St. Paul is staring at a bruising $2.5 million bill after last summer’s cyberattack, a hit that knocked city networks offline, pulled in state and federal responders, and forced a crash course in digital damage control. City officials say the tally reflects emergency work to keep basic services running while systems were rebuilt and secured, and they are now drafting what they describe as a comprehensive improvement plan.
According to KSTP, the $2.5 million in unplanned recovery costs includes overtime, consulting support and new equipment. Services accounted for the largest chunk of that number, more than $2 million. Jonathan Wrolstad, a University of Minnesota cybersecurity professor, told the outlet, “It is expensive to have your data breach... you need to pay a lot of really highly skilled professionals.”
State Aid And Budget Pressures
Gov. Tim Walz has signed off on $1.2 million in state disaster assistance to help St. Paul dig out from the attack, part of a wider state response to the incident, according to GovTech. Looking further ahead, the city’s 2026 budget sets aside additional cybersecurity funding that officials say will support longer term upgrades.

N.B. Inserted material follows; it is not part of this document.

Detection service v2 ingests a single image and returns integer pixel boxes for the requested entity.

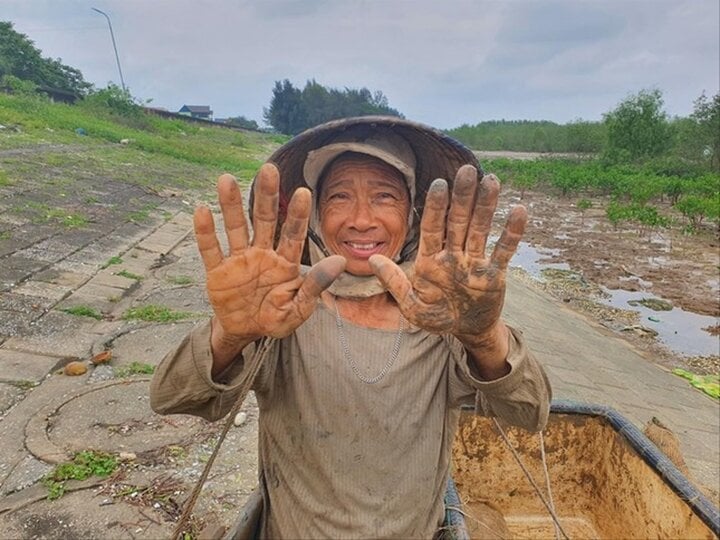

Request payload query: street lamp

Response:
[90,8,127,92]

City leaders cast the state help and the future budget boost as ways to soften the immediate blow while they work on modernizing older, legacy systems.
How The City Responded
City timelines trace the start of the incident to July 25, 2025, when staff spotted suspicious activity on the network and leadership made the call to shut down many systems to contain the intrusion. The Minnesota National Guard’s Cyber Protection Team joined federal partners and private incident responders to assist St. Paul, while the city launched “Operation Secure Saint Paul,” a large scale push to reset passwords and inspect devices across thousands of employee accounts, according to the City of Saint Paul.
After the city refused to pay a ransom, the attackers published about 43 gigabytes of data from the Parks and Recreation department. A forensic review is underway, along with legally required notifications, as officials work through the fallout described on the city’s incident hub.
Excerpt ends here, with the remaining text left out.